Is it odd for one of your favorite shots in PGA Tour history to come at the hands of a player trying to break 80 just minutes before he misses the cut on a Friday afternoon in March? That’s simplifying the circumstances, of course, but Arnold Palmer’s shot on the 18th hole of the 2004 Arnold Palmer Invitational is seared into memory. I did not get to watch Palmer play golf in his prime, so this what I’m stuck with mostly — highlights from that prime and moments from the end of his career. I’m glad I got the latter, at least, and each year the PGA Tour makes its annual stop at Bay Hill is an occasion to re-heat this highlight.
I’ve watched it a dozen times again this week. Here it is, followed by a few words about why I find it so captivating and will never turn down the chance to watch it one more time when it’s put in front of me. Let’s go to the archives:
- Arnold Palmer’s last swing in his own tournament was a driver off the deck. There is no better way to go out.
- It’s a great shot! Take away the 74-year-old legend holding the club. Imagine some young player this week hitting a low burner around a hazard to take the slope of the green for a birdie putt. It would be erotic, generate a round of exclamatory tweets, and might be the highlight of the week. The shot, on its own, is worth drooling over forever before we get to the context of who hit it and when.
- The Polish poet Stanisław Jerzy Lec famously wrote, “Youth is a gift of nature but age is a work of art.” An older Arnold Palmer in a four-button polo is a work of art. No man ever looked better in the four-button, and Palmer arguably looked his best in it when he was seasoned. That’s what he often wore in public on the golf course and it did nothing to dispel the notion that he was one of the smoothest people to ever walk the earth, in the past when he was younger and the present at an advanced age. Others would look dopey, or just plain old, with a placket that glimpses the navel. He’s the rare exception makes you want to trade years for looking that cool and care-free in old age.
- The joy is undiluted on his face after the shot settles and he starts walking with his caddie, his grandson Sam Saunders. His grin makes you start grinning. I imagine this is the face a bank robber makes to a co-conspirator in the getaway car when the instant dangers have subsided and they think they’ve pulled it off.
- At the 2015 Masters, there was word that Palmer was having shoulder problems and might not hit the ceremonial tee shot alongside Jack Nicklaus and Gary Player. When Golf Channel’s Steve Sands asked him if he’d be there and actually make a swing, an indignant Palmer responded “You’re damn right I am.” I have to imagine there was a similar indignation if his caddie suggested any other play. And I like to think no other play was even proposed.
- Palmer is mythologized as this aggressive gambler, who would try any shot from any spot. That maybe lost him championships he should have on the resume.
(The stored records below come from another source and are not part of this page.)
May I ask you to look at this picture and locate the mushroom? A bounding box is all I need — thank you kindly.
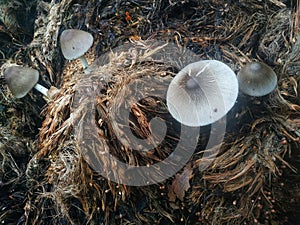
[3,65,51,99]
[237,62,277,97]
[166,60,238,127]
[60,29,94,72]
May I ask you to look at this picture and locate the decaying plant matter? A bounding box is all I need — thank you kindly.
[0,125,34,224]
[0,0,299,225]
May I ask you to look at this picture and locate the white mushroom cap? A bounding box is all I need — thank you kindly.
[4,66,39,98]
[60,29,94,60]
[167,60,238,127]
[237,62,277,97]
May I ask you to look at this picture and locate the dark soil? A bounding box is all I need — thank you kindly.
[0,0,300,225]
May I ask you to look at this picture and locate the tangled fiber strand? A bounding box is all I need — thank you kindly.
[1,0,299,224]
[0,126,34,224]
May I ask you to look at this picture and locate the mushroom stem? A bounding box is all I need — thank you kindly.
[79,56,89,72]
[34,83,49,97]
The resume is just a piece of paper with a tally. Sometimes the pictures matter more and driver off the deck, instead of a couple safer, shorter shots around the water and up to the green, was the congruous play for Palmer to finish his career at Bay Hill. It still would have been the appropriate play if it went in the water or finished nowhere near the green.
- A 74-year-old shot 88-79 to miss the cut by miles but no one remembers the scores. They rightly remember the last shot. One of the very best things about golf is that you — and you are not Arnold Palmer with four green jackets in the closet — can play poorly or below what you expect of yourself and have one shot or moment that sticks with you, far beyond the score on paper. One pured shot amidst a horrible number can still have you walking into the clubhouse happy as a pig in shit. Palmer obviously had nothing to prove on a golf course and didn’t need this shot to go well. But it’s illustrative of the micro moments in golf that keep you coming back.
- This is not some original thought, but just a reminder that the moments that defy the expectations are always among the best in sports. The Cavs coming back from 3-1 on a 73-win Warriors team is more memorable than some drab, predictable Kevin Durant title. Vince Carter is 42 years old and still dunking in NBA games. Those dunks are not as good as his dunks in his 20s. But the fact he’s still doing it is more significant than just another tomahawk from a current 20-something in the league. A 74-year-old Arnold Palmer should not be able to put it pin-high from 230 yards out with water all around the green. But he tried and succeeded and now we have this highlight forever.